A composite horn shown in FIG. 1 was formed from an aluminum alloy. The cross-shaped driving horn of this composite horn has a plate thickness of 60 mm and a horn height of 163.5 mm, and of the two pairs of linear plate-shaped arms, the short one has a total length of 230 mm, and the long one has a total length of 230 mm. The length was 270mm. The four welding horns have a plate thickness of 40 mm, a horn height of 163.5 mm, and two of them have a length of 120 mm.
and the other two had a length of 170 mm. In addition, slits were bored in the driving horn and the welding horn at intervals of 1/4 wavelength of the resonant frequency.

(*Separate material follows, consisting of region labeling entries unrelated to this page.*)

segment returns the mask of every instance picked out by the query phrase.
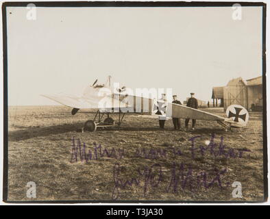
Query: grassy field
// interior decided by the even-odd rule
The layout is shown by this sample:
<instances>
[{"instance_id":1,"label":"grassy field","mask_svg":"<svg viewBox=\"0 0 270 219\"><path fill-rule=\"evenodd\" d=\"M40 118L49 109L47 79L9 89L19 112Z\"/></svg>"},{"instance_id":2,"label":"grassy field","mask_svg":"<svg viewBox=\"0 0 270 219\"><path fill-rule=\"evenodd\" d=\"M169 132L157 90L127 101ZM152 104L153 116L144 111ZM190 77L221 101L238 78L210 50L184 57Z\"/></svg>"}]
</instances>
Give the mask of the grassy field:
<instances>
[{"instance_id":1,"label":"grassy field","mask_svg":"<svg viewBox=\"0 0 270 219\"><path fill-rule=\"evenodd\" d=\"M233 132L201 120L195 131L174 131L171 120L160 130L157 118L132 114L119 128L82 133L93 112L8 110L8 201L263 200L261 113ZM225 116L221 108L204 110ZM26 196L29 181L36 198ZM232 197L234 181L242 198Z\"/></svg>"}]
</instances>

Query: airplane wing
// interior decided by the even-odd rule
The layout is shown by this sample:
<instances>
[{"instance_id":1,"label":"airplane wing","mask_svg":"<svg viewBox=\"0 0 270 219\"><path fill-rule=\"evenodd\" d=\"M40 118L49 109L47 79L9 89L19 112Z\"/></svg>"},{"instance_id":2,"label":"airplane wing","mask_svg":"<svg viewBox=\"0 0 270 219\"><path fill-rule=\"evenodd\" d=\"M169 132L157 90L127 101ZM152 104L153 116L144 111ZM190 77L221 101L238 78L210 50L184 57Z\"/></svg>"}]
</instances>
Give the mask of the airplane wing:
<instances>
[{"instance_id":1,"label":"airplane wing","mask_svg":"<svg viewBox=\"0 0 270 219\"><path fill-rule=\"evenodd\" d=\"M77 96L69 94L42 94L62 105L77 109L111 109L126 107L126 103L112 98L111 96Z\"/></svg>"},{"instance_id":2,"label":"airplane wing","mask_svg":"<svg viewBox=\"0 0 270 219\"><path fill-rule=\"evenodd\" d=\"M154 105L157 104L158 105L154 105L154 110L155 114L157 114L157 112L160 111L160 112L162 113L162 110L164 110L164 114L167 117L171 118L191 118L191 119L197 119L202 120L215 120L215 121L224 121L225 118L217 116L208 112L206 112L199 110L191 108L186 107L185 105L175 104L173 103L168 103L166 105L166 107L164 105L160 105L158 101L156 103L154 103ZM158 110L156 110L157 107ZM160 114L160 113L159 114Z\"/></svg>"}]
</instances>

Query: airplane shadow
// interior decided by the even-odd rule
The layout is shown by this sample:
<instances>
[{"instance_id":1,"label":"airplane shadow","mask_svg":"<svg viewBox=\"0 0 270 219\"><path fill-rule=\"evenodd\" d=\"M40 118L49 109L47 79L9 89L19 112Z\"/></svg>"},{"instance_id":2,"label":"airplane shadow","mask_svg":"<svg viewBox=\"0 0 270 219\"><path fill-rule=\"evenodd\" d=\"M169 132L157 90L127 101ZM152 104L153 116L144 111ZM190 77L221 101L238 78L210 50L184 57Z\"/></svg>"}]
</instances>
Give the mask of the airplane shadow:
<instances>
[{"instance_id":1,"label":"airplane shadow","mask_svg":"<svg viewBox=\"0 0 270 219\"><path fill-rule=\"evenodd\" d=\"M63 124L59 125L53 125L44 127L29 127L23 130L12 131L8 133L9 142L17 142L20 140L25 140L36 137L49 136L52 134L61 134L69 131L82 132L82 127L84 123L76 123L73 124ZM97 131L173 131L179 133L180 134L184 132L202 134L202 133L223 133L225 132L222 129L206 129L199 128L194 131L188 130L178 131L174 130L172 128L165 128L160 129L158 127L114 127L110 128L98 128Z\"/></svg>"}]
</instances>

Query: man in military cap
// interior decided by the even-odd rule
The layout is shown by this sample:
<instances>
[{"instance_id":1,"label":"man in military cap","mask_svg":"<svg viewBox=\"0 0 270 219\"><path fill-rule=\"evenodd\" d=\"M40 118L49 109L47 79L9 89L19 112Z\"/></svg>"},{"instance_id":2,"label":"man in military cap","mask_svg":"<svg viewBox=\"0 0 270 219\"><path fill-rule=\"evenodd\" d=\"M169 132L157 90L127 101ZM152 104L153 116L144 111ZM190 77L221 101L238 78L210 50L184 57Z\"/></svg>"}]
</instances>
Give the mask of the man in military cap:
<instances>
[{"instance_id":1,"label":"man in military cap","mask_svg":"<svg viewBox=\"0 0 270 219\"><path fill-rule=\"evenodd\" d=\"M198 109L198 101L196 98L194 97L195 93L191 93L191 97L188 100L188 103L186 103L186 106L188 107ZM186 129L188 128L188 123L189 118L186 118L185 125L186 125ZM194 130L195 128L196 125L196 120L192 120L192 129Z\"/></svg>"},{"instance_id":2,"label":"man in military cap","mask_svg":"<svg viewBox=\"0 0 270 219\"><path fill-rule=\"evenodd\" d=\"M177 96L173 96L173 101L172 103L175 104L182 105L181 102L177 100ZM173 118L173 123L174 126L174 129L175 130L179 130L181 128L181 120L180 118Z\"/></svg>"},{"instance_id":3,"label":"man in military cap","mask_svg":"<svg viewBox=\"0 0 270 219\"><path fill-rule=\"evenodd\" d=\"M159 101L166 104L166 102L167 102L166 94L161 94L161 99L159 100ZM166 121L166 116L158 116L158 121L160 123L160 128L162 129L164 129L164 127L165 125L165 121Z\"/></svg>"}]
</instances>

The composite horn constructed by screwing a welding horn to the lower end surface of a cross-shaped driving horn as shown in Fig. 1 has a resonance frequency of 15.10 KHz, and the amplitude of the lower end surface of the welding horn is equal to that of the fixed horn tip surface. same as amplitude
22 μm, and the amplitude deviation over the entire lower end surface of each welding horn was ±1.5 μm. In addition, fatigue fractures due to stress concentration, which frequently occur with conventional cylindrical tool horns, as shown in Figure 6, did not occur, and stable welding could be continued for a long period of time, and the welding of plastic parts was also good. .

[Effect of idea]

According to the present invention, the part to be welded is rectangular, trapezoidal, circular, etc., has a long side or circumference, and has a relatively large box-like, cylindrical, etc. shape with a steeply rising part near the inner side of the part to be welded. A composite horn suitable for welding plastic members is provided. Moreover, this composite horn has a uniform amplitude over the entire lower end surface of the welding horn that is pressed against the part to be welded of the plastic member, and there is no breakage due to stress concentration, so it can be used stably for a long period of time.

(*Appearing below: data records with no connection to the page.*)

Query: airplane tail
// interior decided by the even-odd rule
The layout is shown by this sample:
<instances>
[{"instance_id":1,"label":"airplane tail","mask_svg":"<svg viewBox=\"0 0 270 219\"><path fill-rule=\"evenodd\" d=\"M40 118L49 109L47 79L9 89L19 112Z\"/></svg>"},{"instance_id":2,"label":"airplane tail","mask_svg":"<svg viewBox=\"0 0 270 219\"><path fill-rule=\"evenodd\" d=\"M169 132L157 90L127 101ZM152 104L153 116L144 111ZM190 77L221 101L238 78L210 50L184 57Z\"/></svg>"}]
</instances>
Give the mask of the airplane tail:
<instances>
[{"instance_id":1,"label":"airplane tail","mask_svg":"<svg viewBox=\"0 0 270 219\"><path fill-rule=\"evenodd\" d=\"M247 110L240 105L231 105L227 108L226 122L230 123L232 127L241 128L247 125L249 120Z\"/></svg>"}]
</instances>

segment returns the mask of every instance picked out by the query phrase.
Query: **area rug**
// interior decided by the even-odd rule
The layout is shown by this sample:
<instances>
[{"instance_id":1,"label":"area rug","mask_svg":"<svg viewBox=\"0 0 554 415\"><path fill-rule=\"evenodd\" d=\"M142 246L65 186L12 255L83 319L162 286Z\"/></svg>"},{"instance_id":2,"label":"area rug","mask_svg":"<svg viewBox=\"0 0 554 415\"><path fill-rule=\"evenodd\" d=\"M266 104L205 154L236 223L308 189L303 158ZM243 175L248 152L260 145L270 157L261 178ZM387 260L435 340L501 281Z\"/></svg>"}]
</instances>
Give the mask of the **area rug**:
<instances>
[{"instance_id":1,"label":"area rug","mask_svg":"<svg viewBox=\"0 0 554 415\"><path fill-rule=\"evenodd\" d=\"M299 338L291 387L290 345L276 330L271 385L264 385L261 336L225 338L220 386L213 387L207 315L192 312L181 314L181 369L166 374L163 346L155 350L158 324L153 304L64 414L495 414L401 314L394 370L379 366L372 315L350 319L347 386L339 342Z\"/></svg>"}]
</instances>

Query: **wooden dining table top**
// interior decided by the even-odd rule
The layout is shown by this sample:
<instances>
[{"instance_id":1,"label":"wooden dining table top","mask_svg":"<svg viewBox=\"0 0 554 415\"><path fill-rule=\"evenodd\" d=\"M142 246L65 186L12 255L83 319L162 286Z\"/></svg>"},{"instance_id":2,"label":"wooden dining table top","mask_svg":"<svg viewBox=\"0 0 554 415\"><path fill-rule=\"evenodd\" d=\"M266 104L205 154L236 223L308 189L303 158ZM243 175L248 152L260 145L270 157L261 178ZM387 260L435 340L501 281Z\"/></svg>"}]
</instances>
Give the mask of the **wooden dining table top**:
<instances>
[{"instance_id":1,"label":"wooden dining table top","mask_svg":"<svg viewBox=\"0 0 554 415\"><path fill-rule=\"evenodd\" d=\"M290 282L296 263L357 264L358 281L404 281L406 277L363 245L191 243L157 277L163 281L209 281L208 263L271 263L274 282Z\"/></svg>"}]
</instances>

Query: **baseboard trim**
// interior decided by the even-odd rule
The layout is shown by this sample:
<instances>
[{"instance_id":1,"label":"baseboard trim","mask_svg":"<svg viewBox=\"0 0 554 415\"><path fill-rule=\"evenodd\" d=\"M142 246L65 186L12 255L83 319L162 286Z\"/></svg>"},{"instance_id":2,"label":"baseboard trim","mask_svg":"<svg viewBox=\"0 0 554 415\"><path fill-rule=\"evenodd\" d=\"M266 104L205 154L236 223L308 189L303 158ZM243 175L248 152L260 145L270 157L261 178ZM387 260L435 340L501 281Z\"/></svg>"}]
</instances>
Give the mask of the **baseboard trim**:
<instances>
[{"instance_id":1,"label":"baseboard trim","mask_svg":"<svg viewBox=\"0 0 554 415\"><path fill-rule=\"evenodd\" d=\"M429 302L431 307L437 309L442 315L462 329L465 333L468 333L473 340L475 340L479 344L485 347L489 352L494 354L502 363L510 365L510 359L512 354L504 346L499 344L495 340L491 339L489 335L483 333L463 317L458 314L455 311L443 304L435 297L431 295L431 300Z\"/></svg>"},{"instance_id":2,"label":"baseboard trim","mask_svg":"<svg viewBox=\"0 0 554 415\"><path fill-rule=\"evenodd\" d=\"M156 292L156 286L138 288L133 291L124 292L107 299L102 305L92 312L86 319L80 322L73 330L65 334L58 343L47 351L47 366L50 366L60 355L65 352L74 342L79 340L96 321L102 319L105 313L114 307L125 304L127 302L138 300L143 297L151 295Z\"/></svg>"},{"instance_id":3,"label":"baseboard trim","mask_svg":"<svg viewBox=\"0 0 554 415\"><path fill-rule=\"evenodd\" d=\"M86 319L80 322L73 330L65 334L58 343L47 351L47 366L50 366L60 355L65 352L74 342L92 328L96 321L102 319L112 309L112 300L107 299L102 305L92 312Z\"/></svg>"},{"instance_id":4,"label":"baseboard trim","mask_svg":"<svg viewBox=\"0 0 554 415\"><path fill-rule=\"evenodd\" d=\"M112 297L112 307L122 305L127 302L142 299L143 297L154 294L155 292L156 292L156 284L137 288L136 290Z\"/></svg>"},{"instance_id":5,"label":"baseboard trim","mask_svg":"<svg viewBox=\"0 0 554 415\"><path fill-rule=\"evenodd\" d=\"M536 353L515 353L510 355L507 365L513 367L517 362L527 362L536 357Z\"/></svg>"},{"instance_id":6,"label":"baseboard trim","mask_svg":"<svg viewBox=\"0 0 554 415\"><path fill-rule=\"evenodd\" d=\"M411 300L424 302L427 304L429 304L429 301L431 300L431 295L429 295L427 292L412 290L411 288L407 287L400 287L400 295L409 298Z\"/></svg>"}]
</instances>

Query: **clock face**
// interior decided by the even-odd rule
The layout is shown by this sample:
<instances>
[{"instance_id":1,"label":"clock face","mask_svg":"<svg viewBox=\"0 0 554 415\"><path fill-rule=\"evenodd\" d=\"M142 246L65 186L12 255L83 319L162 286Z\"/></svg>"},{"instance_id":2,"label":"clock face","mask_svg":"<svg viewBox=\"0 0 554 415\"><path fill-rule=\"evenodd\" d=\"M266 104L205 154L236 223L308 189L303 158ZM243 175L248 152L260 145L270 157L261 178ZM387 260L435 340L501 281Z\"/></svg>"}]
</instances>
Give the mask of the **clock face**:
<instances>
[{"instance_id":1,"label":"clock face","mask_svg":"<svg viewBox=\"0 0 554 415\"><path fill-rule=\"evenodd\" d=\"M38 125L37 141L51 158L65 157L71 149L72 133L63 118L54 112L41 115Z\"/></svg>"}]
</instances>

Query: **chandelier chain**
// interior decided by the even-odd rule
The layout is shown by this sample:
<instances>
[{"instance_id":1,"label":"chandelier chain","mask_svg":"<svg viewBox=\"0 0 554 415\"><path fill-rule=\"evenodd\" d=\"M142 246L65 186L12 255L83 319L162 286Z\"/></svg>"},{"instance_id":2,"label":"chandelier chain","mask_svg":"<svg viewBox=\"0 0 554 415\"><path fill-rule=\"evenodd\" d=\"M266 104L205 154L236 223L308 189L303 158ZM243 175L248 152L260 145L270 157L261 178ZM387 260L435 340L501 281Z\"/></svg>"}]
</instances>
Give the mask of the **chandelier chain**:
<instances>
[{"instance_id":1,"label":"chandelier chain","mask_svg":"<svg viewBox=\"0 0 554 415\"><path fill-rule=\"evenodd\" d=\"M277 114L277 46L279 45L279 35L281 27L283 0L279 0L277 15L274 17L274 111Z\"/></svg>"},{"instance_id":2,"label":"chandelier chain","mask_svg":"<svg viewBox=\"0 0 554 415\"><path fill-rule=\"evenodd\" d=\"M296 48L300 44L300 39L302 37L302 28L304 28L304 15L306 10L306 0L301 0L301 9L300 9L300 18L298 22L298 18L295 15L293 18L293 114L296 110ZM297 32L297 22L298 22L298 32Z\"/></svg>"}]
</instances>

[Brief explanation of the drawing]

FIG. 1 is a perspective view showing a specific example of the composite horn for ultrasonic welding of the present invention, FIG. 2 is a side view of the composite horn of FIG. 1, and FIG. 3 is a bottom view of the composite horn of FIG. 1. It is a diagram. FIG. 4 is a bottom view of another specific example of the composite horn of the present invention. FIG. 5 is a partially sectional view showing the welding process of a headlamp using a conventional tool horn, and FIG. 6 is a partially cutaway side view of the conventional tool horn used in FIG. 5... Fixed horn, 6... Tool horn, 7...
Hollow portion, 8...Slit, 10...Driving horn, 11a, 11b, 11c, 11d, 11e,
11f, 11g...Plate arm portion, 12a, 12b,
12c, 12d, 12e, 12f, 12g... welding horn.

Claims (1)

[Claims for Utility Model Registration] (1) A driving device that is integrally formed by joining one edge of a plurality of plate-like arms to the lower end of a fixed horn on an extension of the center line of the fixed horn. horn and
Ultrasonic welding consists of a plate-shaped welding horn attached to the lower end surface of each plate-shaped arm of the drive horn, and a cavity is formed inside the welding horn by these plurality of welding horns. Composite horn for. (2) The drive horn is composed of an even number of plate-shaped arms, which are arranged in pairs every two, and the pair of plate-shaped arms are arranged linearly with the central axis in between.
Composite horn for ultrasonic welding in item (1).